The leaders after the first ten days were, therefore, forced to make the most of the purely human appeal which lay in the situation itself, that 30,000 men, including the allied trades, were losing weeks of wages, with a possible chance of the destruction of their unions on behalf of the unskilled who were the newly arrived Poles and Lithuanians, unable as yet to look out for themselves. Owing to the irregular and limited hours of work—a condition quite like that prevailing on the London docks before the great strike of the dockers—the weekly wage of these unskilled men was exceptionally low, and the plea of the strikers was based upon the duty of the strong to the weak. A chivalric call was issued that the standard of life might be raised to that designated as American, and that this mass of unskilled men might secure an education for their children. Of course no appeal could have been so strong as this purely human one which united for weeks thousands of men of a score of nationalities into that solidarity which only comes through a self-sacrificing devotion to an absorbing cause.

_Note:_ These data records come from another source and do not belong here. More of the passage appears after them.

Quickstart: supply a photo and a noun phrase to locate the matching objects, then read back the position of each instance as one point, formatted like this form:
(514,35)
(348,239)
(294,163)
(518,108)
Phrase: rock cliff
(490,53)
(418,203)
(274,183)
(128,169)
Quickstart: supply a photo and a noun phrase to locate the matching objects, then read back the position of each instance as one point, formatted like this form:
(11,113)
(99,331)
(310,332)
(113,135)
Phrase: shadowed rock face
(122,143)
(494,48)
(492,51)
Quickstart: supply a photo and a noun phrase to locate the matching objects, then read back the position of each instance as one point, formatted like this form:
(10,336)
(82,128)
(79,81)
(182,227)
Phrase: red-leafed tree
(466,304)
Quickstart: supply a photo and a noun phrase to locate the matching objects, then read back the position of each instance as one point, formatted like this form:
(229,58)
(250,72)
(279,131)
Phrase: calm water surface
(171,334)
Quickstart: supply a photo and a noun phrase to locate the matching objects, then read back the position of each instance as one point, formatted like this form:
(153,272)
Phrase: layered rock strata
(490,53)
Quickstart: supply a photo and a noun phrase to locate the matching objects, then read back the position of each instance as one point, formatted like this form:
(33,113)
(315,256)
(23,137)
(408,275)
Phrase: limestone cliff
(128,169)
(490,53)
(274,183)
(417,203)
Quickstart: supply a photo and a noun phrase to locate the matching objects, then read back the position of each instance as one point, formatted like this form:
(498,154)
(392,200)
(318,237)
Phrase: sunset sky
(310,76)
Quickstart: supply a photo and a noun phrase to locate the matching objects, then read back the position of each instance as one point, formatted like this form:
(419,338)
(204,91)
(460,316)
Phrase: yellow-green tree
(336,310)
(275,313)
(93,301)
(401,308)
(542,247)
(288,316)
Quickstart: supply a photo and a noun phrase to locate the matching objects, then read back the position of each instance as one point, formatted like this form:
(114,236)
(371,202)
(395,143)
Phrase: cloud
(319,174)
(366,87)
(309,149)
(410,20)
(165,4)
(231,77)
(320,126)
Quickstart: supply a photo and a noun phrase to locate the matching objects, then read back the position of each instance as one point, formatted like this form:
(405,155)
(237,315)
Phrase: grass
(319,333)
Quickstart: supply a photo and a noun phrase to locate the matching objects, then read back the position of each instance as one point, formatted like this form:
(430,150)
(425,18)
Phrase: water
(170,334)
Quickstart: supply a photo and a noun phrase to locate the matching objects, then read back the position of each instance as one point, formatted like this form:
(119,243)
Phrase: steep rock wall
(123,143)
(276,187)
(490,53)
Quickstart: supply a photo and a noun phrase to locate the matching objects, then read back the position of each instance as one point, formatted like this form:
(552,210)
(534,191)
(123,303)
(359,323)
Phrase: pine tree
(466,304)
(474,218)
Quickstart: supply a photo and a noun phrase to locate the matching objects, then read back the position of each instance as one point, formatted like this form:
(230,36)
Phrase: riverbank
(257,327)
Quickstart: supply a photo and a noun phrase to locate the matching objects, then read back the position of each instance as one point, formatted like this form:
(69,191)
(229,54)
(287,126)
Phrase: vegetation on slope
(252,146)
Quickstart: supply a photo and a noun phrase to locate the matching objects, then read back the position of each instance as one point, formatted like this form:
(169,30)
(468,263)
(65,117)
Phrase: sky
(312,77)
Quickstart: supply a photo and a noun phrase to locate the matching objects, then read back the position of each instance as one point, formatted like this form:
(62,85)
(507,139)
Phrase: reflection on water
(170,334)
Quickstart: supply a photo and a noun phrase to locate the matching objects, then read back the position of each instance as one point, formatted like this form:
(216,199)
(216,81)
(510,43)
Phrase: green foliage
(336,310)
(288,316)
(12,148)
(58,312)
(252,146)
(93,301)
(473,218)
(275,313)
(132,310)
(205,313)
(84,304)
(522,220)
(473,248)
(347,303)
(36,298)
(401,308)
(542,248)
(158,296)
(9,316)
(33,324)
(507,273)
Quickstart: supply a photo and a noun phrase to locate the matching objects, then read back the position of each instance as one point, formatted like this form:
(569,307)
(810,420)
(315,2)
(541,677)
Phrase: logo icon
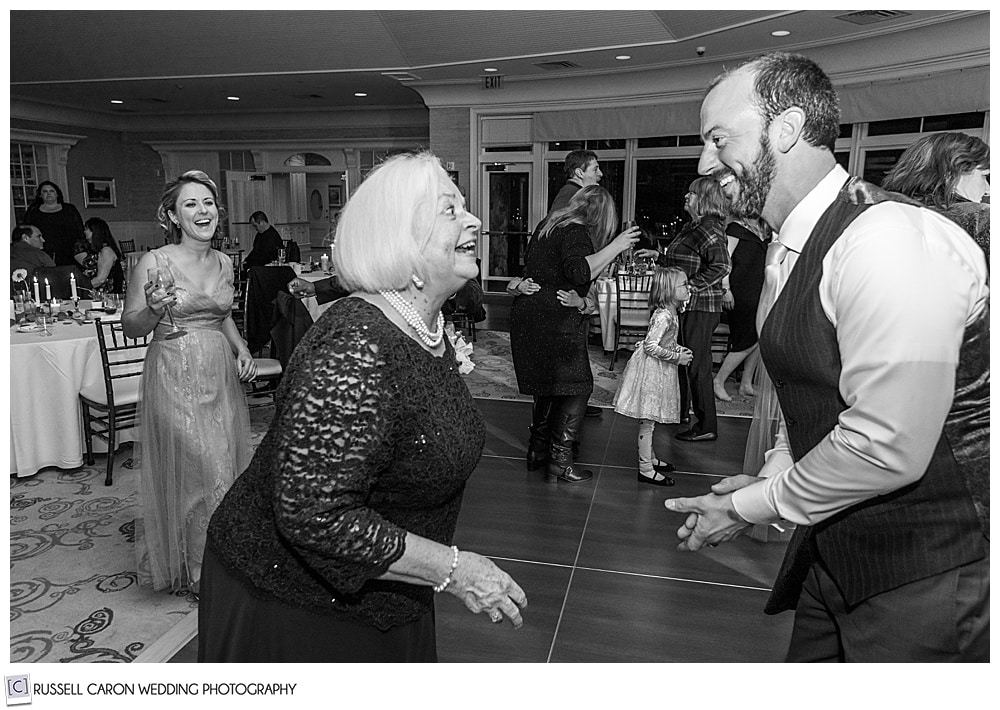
(18,689)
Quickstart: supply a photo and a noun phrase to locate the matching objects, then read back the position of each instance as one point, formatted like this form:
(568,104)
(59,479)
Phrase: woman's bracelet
(448,580)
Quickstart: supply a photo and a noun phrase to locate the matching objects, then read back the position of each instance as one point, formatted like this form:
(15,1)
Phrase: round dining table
(47,374)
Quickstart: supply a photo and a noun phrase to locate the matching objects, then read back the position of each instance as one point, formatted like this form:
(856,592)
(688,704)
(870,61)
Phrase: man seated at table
(26,253)
(325,290)
(266,244)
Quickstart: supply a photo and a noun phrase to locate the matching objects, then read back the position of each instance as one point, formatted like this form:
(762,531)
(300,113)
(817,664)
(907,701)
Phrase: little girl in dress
(649,391)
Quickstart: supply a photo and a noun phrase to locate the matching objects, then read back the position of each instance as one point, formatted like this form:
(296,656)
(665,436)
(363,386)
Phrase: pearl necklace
(413,319)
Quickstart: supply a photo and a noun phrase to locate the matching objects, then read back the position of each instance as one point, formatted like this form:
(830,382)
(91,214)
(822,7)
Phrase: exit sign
(493,81)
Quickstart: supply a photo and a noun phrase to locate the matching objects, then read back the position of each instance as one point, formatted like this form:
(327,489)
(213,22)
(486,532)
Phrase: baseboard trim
(167,646)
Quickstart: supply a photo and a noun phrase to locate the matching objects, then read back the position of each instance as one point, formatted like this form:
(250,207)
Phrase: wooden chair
(633,307)
(110,406)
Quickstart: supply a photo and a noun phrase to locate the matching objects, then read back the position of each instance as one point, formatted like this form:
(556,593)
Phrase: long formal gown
(194,431)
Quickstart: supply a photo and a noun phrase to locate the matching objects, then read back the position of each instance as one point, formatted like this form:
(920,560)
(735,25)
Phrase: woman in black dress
(747,244)
(548,341)
(59,221)
(332,544)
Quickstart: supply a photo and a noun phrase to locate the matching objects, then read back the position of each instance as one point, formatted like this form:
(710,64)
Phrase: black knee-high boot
(539,432)
(567,416)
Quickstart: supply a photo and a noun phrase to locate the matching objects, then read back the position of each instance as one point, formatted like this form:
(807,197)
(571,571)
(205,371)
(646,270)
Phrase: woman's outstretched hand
(482,586)
(627,239)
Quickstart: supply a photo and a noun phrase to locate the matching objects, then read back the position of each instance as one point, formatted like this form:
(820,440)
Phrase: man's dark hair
(20,232)
(783,80)
(578,159)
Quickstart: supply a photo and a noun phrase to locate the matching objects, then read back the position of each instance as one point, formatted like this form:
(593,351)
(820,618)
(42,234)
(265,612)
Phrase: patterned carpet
(74,597)
(494,378)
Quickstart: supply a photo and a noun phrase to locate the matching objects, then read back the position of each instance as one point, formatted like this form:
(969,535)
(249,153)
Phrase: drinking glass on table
(162,278)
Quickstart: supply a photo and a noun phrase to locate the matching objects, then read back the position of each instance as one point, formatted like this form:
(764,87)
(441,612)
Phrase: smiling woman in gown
(194,422)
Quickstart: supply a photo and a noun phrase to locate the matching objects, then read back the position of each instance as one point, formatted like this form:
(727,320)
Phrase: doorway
(507,197)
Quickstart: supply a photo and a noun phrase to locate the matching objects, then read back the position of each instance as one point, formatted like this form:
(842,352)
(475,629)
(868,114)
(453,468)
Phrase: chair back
(633,300)
(121,357)
(58,277)
(292,253)
(263,285)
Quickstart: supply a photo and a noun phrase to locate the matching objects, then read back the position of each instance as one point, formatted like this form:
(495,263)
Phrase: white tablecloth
(310,302)
(607,306)
(46,376)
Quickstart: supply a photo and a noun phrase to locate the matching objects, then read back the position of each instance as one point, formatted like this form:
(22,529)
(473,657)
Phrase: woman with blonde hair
(333,543)
(948,172)
(548,341)
(194,422)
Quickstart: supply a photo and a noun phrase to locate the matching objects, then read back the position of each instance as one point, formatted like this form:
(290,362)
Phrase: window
(28,168)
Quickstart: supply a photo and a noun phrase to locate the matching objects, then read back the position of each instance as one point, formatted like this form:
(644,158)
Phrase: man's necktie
(774,276)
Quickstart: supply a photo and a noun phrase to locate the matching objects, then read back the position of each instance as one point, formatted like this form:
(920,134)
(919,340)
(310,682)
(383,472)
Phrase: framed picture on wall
(99,192)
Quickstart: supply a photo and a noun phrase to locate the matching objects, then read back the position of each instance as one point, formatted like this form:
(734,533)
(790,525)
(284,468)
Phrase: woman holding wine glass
(194,422)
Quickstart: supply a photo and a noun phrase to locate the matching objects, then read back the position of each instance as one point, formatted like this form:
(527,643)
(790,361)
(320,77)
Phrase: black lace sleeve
(333,442)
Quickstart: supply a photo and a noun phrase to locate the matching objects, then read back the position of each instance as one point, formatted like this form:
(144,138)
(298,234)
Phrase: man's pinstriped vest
(935,524)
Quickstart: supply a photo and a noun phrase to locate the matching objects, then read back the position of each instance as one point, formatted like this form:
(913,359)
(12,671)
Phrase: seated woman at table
(333,543)
(194,421)
(548,340)
(325,290)
(108,272)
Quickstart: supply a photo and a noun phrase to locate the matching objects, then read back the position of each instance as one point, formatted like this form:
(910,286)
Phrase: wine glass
(162,278)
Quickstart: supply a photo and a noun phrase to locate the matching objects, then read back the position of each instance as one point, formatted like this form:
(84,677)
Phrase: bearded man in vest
(878,346)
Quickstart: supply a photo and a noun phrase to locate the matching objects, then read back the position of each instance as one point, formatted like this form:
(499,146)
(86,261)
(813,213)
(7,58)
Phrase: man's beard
(755,184)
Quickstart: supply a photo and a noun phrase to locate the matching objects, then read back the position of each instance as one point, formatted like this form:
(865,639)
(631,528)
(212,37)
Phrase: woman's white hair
(386,224)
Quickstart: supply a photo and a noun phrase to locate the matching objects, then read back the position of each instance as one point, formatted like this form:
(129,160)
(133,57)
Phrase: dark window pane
(606,144)
(659,193)
(954,122)
(567,145)
(894,126)
(878,163)
(658,142)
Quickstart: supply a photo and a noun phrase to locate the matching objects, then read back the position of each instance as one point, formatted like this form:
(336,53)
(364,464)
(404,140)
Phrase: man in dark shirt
(582,169)
(26,242)
(266,244)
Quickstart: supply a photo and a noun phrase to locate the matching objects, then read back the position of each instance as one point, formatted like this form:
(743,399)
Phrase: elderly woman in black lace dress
(333,543)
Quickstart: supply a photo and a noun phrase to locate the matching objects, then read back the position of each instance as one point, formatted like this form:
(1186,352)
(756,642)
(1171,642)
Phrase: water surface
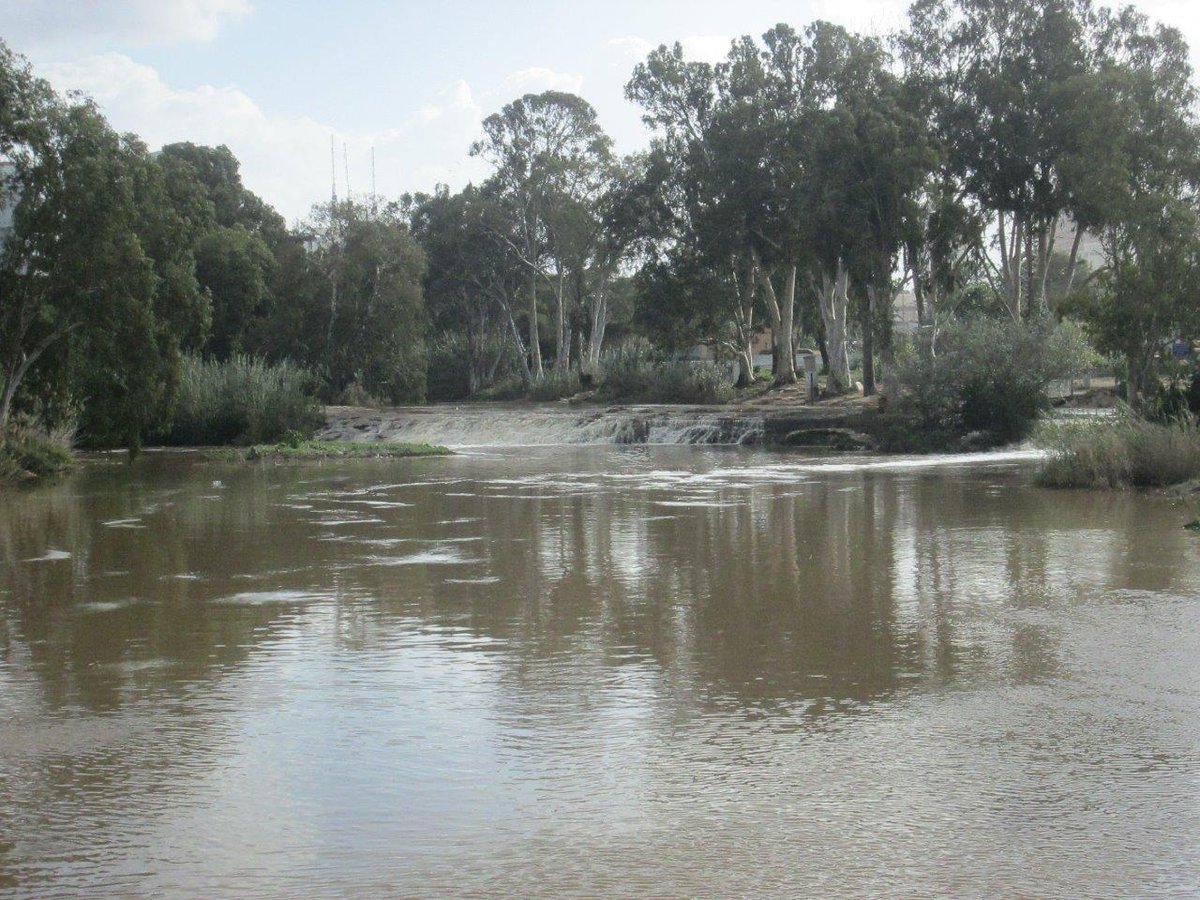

The strike involved much suffering and many unforeseen complications. At the end of eight weeks the union leaders made the best terms possible. Through these terms the skilled workers were guaranteed against a reduction in wages, but no provision was made for the unskilled in whose behalf the strike had at first been undertaken. Although the hard-pressed leaders were willing to make this concession, the politicians in the meanwhile had seen the great value of the human sentiment which bases its appeal on the need of the under dog and which had successfully united this mass of workingmen into a new comradeship with the immigrants. The appeal was infinitely more valuable than any merely political cry, and the fact that the final terms of settlement were submitted to a referendum vote at once gave the local politicians a chance to avail themselves of this big, loosely defined sympathy. They did avail themselves of this in so dramatic a manner that they almost succeeded, solely upon that appeal, in taking the strike out of the hands of the legitimate officers and placing it in their own hands for their own political ends.